I'll let you know how it goes.
If you try to pickle an empty list, you get:
>>> s = StringIO()
>>> pickle.dump([], s)
>>> s.getvalue()
'(l.'
and similarly '(d.' for an empty dict. That's three bytes. The in-memory representation of a list, however, contains
a reference count
a type ID, in turn containing a pointer to the type name and bookkeeping info for memory allocation
a pointer to a vector of pointers to actual elements
and yet more bookkeeping info.
On my machine, which has 64-bit pointers, the sizeof a Python list header object is 40 bytes, so that's one order of magnitude. I assume an empty dict will have similar size.
Then, both list and dict use an overallocation strategy to obtain amortized O(1) performance for their main operations, malloc introduces overhead, there's alignment, member attributes that you may or may not even be aware of and various other factors that get you the second order of magnitude.
Summing up: pickle is a pretty good compression algorithm for Python objects :)
Do you construct your tree once and then use it without modifying it further? In that case you might want to consider using separate structures for the dynamic construction and the static usage.
Dicts and objects are very good for dynamic modification, but they are not very space efficient in a read-only scenario.

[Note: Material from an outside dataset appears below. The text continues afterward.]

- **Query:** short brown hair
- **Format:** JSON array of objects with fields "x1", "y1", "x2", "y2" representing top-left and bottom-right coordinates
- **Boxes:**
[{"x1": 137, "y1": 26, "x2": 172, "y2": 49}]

I don't know exactly what you are using your suffix tree for, but you could let each node be represented by a 2-tuple of a sorted array.array('c') and an equally long tuple of subnodes (a tuple instead of a vector to avoid overallocation). You traverse the tree using the bisect-module for lookup in the array. The index of a character in the array will correspond to a subnode in the subnode-tuple. This way you avoid dicts, objects and vector.
You could do something similar during the construction process, perhaps using a subnode-vector instead of subnode-tuple. But this will of course make construction slower, since inserting new nodes in a sorted vector is O(N).